Statically typed and simple generally means it's pretty hard to actually write reusable code and it's unlikely to "support multi-paradigm" very well. That said, "simple like Python" is an interesting phrase...
A simple type system makes it difficult to express useful invariants that are also flexible enough for the code to be reusable. Static typing makes it easier to write reusable code, provided the type language is sufficiently expressive.
"In computer science, an invariant is a condition that can be relied upon to be true during execution of a program, or during some portion of it. It is a logical assertion that is held to always be true during a certain phase of execution. For example, a loop invariant is a condition that is true at the beginning and end of every execution of a loop."

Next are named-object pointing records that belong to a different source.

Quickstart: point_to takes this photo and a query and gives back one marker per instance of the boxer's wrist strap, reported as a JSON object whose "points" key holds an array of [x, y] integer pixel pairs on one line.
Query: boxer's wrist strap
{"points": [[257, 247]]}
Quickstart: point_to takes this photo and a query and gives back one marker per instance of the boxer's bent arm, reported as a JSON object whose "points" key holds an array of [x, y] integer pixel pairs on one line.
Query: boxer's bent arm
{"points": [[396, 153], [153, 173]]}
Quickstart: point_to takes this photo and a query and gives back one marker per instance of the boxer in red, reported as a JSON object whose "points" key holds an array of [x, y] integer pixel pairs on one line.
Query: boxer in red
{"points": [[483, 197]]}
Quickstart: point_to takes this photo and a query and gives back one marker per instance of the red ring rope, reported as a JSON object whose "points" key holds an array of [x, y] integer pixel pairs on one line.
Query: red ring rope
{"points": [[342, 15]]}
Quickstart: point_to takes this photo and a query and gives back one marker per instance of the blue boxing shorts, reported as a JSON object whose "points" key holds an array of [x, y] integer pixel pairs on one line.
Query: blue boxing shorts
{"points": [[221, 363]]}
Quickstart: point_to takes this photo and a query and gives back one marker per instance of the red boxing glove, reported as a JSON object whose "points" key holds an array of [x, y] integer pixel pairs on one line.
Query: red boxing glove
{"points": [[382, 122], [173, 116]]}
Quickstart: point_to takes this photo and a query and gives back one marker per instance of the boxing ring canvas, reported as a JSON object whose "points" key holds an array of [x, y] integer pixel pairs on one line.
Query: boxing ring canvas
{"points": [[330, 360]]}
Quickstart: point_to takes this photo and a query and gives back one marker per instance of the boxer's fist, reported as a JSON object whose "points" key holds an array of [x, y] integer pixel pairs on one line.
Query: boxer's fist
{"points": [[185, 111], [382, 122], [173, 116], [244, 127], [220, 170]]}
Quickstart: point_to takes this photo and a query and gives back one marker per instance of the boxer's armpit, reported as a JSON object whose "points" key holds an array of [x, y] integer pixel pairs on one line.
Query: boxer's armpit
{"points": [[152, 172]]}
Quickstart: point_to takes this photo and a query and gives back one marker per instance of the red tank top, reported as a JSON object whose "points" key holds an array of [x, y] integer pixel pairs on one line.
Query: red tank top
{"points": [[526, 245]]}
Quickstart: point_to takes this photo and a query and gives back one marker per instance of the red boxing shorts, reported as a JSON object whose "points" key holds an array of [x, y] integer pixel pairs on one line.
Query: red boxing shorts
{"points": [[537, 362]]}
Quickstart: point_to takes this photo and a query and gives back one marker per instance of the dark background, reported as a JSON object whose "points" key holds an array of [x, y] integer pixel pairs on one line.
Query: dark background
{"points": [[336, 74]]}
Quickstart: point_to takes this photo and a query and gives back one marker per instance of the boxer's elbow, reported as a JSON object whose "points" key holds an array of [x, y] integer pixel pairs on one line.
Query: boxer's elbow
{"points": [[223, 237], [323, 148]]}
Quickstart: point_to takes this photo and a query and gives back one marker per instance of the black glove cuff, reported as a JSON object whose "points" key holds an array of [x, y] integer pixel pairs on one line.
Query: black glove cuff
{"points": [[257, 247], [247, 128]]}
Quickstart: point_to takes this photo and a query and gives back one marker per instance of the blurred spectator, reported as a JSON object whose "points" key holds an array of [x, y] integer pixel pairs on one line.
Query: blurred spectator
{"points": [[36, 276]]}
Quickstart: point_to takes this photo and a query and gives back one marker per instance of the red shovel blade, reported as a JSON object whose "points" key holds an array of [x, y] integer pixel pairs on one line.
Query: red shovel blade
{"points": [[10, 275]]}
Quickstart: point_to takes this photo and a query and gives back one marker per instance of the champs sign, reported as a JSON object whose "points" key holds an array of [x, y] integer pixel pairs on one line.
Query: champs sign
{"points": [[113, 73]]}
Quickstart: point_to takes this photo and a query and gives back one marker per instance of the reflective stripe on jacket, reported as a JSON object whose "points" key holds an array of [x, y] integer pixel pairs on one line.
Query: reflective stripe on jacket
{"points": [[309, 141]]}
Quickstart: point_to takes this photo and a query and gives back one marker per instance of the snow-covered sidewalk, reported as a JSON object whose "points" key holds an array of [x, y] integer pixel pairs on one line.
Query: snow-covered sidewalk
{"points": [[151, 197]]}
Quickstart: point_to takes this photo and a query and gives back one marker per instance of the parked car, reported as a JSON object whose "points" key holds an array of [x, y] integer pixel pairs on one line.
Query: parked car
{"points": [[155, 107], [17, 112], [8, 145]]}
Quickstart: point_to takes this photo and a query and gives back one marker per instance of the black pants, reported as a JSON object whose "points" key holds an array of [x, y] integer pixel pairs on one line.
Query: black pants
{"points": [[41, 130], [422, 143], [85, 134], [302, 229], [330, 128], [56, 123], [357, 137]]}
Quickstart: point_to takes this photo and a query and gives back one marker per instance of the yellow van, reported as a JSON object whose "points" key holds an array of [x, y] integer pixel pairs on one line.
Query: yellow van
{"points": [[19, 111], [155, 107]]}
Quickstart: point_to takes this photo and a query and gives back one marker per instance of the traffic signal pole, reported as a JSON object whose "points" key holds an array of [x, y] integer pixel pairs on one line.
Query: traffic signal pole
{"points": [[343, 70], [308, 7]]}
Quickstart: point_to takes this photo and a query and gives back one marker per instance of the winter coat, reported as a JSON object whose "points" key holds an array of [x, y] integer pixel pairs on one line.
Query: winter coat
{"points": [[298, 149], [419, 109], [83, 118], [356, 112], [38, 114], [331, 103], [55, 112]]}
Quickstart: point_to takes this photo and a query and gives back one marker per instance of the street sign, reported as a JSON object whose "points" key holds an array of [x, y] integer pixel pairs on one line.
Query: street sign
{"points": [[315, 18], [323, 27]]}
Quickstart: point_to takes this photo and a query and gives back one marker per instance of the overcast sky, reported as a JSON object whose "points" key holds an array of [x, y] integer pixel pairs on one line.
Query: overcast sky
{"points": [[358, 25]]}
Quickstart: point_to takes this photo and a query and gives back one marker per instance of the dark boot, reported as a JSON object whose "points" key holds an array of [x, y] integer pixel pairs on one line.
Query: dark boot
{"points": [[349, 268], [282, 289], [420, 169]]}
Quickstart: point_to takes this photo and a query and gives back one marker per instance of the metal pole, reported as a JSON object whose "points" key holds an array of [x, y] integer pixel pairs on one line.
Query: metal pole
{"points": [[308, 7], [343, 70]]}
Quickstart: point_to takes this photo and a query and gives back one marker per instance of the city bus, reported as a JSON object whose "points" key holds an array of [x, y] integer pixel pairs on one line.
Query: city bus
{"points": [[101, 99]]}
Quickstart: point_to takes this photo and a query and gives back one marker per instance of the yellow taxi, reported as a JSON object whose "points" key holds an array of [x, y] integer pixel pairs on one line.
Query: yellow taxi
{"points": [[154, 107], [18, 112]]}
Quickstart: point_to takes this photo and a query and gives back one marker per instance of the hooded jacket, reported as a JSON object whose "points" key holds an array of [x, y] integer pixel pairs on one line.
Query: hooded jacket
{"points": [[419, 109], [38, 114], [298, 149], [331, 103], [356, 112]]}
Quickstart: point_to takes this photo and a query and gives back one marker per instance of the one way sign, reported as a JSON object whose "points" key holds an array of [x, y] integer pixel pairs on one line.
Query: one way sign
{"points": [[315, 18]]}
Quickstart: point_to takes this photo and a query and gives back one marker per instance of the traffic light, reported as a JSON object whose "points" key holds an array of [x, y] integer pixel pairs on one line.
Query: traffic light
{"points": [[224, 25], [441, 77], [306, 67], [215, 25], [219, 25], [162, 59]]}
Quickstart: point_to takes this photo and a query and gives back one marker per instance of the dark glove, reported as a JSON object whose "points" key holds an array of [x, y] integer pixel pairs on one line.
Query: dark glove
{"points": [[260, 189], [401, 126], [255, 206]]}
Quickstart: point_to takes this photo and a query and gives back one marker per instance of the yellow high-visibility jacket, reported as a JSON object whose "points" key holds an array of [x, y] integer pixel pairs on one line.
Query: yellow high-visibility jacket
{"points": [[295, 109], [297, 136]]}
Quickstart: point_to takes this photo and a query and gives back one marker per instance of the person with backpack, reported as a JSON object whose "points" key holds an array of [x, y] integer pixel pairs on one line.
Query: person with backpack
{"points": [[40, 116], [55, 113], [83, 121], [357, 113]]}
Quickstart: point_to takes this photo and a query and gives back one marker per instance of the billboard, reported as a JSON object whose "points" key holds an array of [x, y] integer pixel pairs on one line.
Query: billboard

I didn't mean it in any more specialized sense, except that there will always exist some invariants that can't be statically enforced (Halting problem). That said, there are lots of things that types can enforce - that's what types are good for (and they are spectacularly good things).
C is statically typed and (ostensibly) simple, and is the language used to write some of the most reused code there is. Do you mean something different by "reusable" from "easy to reuse?"
C is statically typed, and probably simple if python is... but C is not strongly typed. And in fact, much reuse in C is enabled precisely by subverting the type system (eg. cast to and from a void pointer for a generic structure). And still, in any significant C project there's a lot of code that gets rewritten that could live in a library in a less simple language (say, C++).
I don't know Ada well enough to say. Revisiting, I do think Ada generics are probably powerful enough to allow a large amount of safe reuse. I am most skeptical that it still counts as "simple".